Она взглянула на распятие и с умилением поцеловала ноги Спасителя.

— Вот повелитель, — подумала она, — который никогда не забывает и не покидает тех, кто не покидает и не забывает его, и ему одному следует посвятить себя.

Если бы кто-нибудь мог проникнуть взором в эту комнату, то увидел бы, что бедная девушка приходит к окончательному решению: в уме ее наконец созревает план подняться по той великой лестнице Иакова, что ведет души с земли на Небо.

Ее ноги не способны были больше поддерживать ее, она, тяжело дыша, опустилась на ступеньки аналоя, прижалась головой к распятию, устремила глаза в окно и стала ждать рассвета.

В два часа утра она все еще находилась в этом оцепенении, или, вернее, в экстазе. Она больше не принадлежала себе.

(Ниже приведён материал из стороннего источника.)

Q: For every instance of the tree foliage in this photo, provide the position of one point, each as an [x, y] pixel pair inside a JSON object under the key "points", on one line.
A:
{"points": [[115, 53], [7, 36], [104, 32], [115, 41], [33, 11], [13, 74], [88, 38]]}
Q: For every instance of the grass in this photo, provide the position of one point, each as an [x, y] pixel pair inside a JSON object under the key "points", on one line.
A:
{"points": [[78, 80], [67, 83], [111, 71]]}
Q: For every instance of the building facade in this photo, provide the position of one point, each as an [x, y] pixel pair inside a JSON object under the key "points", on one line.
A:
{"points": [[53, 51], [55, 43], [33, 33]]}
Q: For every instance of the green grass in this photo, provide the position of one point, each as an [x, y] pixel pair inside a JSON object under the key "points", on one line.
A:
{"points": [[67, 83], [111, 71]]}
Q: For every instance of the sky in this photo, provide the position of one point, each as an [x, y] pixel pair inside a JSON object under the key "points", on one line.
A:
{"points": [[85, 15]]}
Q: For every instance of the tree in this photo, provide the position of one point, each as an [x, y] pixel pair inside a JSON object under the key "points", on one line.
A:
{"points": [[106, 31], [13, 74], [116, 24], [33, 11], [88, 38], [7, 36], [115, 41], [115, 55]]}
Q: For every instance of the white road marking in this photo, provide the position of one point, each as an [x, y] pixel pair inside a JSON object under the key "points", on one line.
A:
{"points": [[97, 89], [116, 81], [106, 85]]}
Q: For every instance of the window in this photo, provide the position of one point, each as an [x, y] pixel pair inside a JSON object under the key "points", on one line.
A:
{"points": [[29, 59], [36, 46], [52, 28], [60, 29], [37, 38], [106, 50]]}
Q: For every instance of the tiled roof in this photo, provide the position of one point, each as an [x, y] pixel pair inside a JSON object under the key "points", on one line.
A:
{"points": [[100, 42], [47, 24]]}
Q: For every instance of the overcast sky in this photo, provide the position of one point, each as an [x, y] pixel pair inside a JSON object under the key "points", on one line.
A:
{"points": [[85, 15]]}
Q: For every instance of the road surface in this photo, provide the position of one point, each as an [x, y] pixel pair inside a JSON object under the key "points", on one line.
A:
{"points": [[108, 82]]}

Увидев, что крыши дворца слегка полиловели и смутно обрисовались в темноте контуры распятия из слоновой кости, которое она обнимала, Лавальер с усилием встала и спустилась во двор, закрыв лицо плащом. Она подошла к калитке как раз в ту минуту, когда караульные мушкетеры открывали ворота, чтобы впустить первый пикет швейцарцев. Лавальер незаметно проскользнула вслед за часовыми на улицу, и начальник патруля не успел разобрать, что это за женщина так рано покинула дворец.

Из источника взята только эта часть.